Однажды я заметила то, что посеяло во мне мучительную тревогу. Вот уже который вечер подряд мама, склонившись над тетрадками своих учеников, проверяя их домашние задания, доставала из своей сумочки какие-то маленькие таблетки. Её лицо в этот момент силилось преодолеть внутреннюю боль, хотя она и старалась не показывать мне этого, но, как выяснилось, мы не зря пытались как можно скорее покинуть дом тёти Эрны, потому как наши злоключения на этом не закончились…

Глава V

Наступила зима. Лютые холода сковали землю глубоким слоем изморози. А леденящий душу свирепствующий сильный ветер захватил природу в свои суровые дикие объятия. Из-за сильных морозов я редко выходила на улицу и продолжительными тёмными вечерами ждала, когда наконец придёт с работы мама, стараясь по возможности не покидать комнату, чтобы лишний раз не натолкнуться на тётю Эрну. Нам так и не удалось ещё съехать из её дома, потому что мы не могли себе позволить что-либо подходящее. Поздним тихим вечером, когда казалось, снежная буря утихла, а ветер покинул широкие горизонты земли, я и мечтать не могла о прогулке, которую мне предложила мама, как только вернулась домой. В тот момент, когда мы уже начали собираться, к нам неожиданно постучали в дверь.

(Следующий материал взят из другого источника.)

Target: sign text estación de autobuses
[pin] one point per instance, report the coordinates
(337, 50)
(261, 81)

– Кто там? – с тревогой в голосе спросила мама. Чей-то приглушённый голос ответил что-то совершенно невразумительное. Мама неуверенно открыла дверь. К нашему удивлению, в комнату тут же ввалился сын тёти Эрны. Его сильно качало из стороны в сторону. Невооружённым взглядом можно было заметить, что он был пьян.

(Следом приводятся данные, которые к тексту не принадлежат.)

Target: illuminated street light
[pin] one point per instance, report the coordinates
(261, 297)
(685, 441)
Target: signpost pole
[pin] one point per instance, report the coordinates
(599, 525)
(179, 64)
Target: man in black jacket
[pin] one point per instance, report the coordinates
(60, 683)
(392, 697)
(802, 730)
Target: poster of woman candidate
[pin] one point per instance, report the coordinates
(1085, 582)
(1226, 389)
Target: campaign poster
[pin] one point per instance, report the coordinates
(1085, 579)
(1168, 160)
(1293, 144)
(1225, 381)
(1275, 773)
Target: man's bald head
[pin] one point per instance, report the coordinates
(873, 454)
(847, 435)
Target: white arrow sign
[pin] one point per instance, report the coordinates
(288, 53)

На нём был чёрный пиджак, из-под которого выглядывала тёмно-синяя расстегнутая на три верхние пуговицы рубашка, она открывала часть его волосатой груди. Слегка помятые чёрные брюки ещё больше подчёркивали его огромную нескладную фигуру. Копна нерасчёсанных тёмных волос лишь ухудшала его и без того грубый образ. Он стоял над нами, как высокий толстый столб, закрывая нас своей тенью.

– Хм… Что, не ждали? – бросив на маму ехидный взгляд, протяжно произнёс он. Его затуманенные чёрные глаза играли бесовским блеском.

– Нет, – в растерянности отпрянув от него, произнесла она. Мужчина нагло вошёл в комнату и плотно закрыл за собой дверь, направившись к маме. С каждым шагом она отходила от него назад до тех пор, пока не оказалась возле окна и не упёрлась в подоконник локтями. В её глазах была тревога и мольба прекратить всё это, но мужчина не обращал на это никакого внимания. – Ну, что, вот и пришёл мой час. Как видите. Я здесь… – продолжал он, усмехаясь. Затем грубой рукой потянулся к маминому лицу. – Прошу вас. Не надо, – сказала она, нервно убирая его руку. – Не надо? Я что, недостаточно хорош для вас? – Нет, вы… – попыталась объяснить мама. – Что я? – наклонившись к ней и стискивая при этом её руку, сказал он.